Le Armee D’Ecosse 

The French Connection

 

In 1415 during the course of the Hundred Years War the French army suffered a crippling defeat at the hands of the English on the field of Agincourt.  Once again out armoured and outnumbered archers decimated a larger force of heavily armed and armoured mounted knights and men-at-arms.  With the subsequent loss of Normandy to the English and the fall of Paris to the Burgundians the French were in a perilous situation.

  In 1419 the Dauphin approached the Earl of Douglas for military aid, not small companies of Scots soldiers (some of which were already serving in France) but a large ready made army.  The Scots already had a fearsome reputation on the field of battle and the Douglas family were renowned across Europe.

  The Scots army of 6000 that left the shores of the west coast from ports such as Greenock, Inverkip and Ayr was not like armies of the past.  The Scots had long learned their hard lessons at the hands of English archery and in response two thirds of the army was armed with the longbow.

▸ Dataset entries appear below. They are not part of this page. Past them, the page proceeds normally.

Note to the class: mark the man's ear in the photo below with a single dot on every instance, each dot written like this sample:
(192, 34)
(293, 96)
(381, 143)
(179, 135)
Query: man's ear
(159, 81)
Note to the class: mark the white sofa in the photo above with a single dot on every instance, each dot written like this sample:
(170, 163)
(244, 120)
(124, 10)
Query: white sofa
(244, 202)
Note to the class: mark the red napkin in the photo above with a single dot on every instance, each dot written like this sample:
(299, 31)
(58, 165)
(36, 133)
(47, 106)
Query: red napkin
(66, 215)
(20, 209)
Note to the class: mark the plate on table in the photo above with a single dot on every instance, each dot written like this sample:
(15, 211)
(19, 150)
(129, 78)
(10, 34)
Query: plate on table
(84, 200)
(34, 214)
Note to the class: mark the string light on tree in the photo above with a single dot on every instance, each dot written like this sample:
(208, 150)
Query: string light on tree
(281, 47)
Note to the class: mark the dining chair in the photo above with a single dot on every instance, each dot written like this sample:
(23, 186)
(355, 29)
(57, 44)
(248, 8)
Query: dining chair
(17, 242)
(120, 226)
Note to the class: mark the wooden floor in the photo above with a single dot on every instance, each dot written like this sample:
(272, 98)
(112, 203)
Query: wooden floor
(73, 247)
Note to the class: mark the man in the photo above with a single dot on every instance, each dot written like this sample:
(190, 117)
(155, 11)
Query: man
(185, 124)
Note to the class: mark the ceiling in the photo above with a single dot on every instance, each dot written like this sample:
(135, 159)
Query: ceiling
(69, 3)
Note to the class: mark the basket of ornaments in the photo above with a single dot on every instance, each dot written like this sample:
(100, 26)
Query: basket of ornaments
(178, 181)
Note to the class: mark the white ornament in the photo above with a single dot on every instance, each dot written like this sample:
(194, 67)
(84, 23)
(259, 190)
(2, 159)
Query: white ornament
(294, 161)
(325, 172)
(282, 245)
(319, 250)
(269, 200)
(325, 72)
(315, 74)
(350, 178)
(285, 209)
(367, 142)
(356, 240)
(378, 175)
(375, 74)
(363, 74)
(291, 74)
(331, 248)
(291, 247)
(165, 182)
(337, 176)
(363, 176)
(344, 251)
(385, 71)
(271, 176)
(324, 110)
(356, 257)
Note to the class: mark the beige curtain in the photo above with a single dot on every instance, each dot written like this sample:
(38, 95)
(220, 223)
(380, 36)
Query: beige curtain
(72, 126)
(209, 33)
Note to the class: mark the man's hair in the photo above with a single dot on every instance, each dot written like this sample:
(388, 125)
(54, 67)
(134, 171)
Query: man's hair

  During the period between 1419 and 1424 some 15,000 Scots served in France and they gave the English their first defeat at the receiving end of the longbow.  So successful was this army that many Scots nobles were given gifts of land in the Loire valley and Douglas was made the Duke of Touraine (the area of Loire was known as “little Scotland”) and the soldiers were well rewarded with enhanced pay, plunder and gifts.  Pope Martin V was said to have exclaimed that “the Scots are truly and antidote to the English scourge”.

  Although the main host of the Armee d’Ecosse left France in 1424 many companies remained in French service until the end of the war.  One in particular under the command of Lord Kennedy was present at the siege of Orleans where they mention being under the command of “a Maid sent by God”.  Once again the Scots played the key role in raising the siege.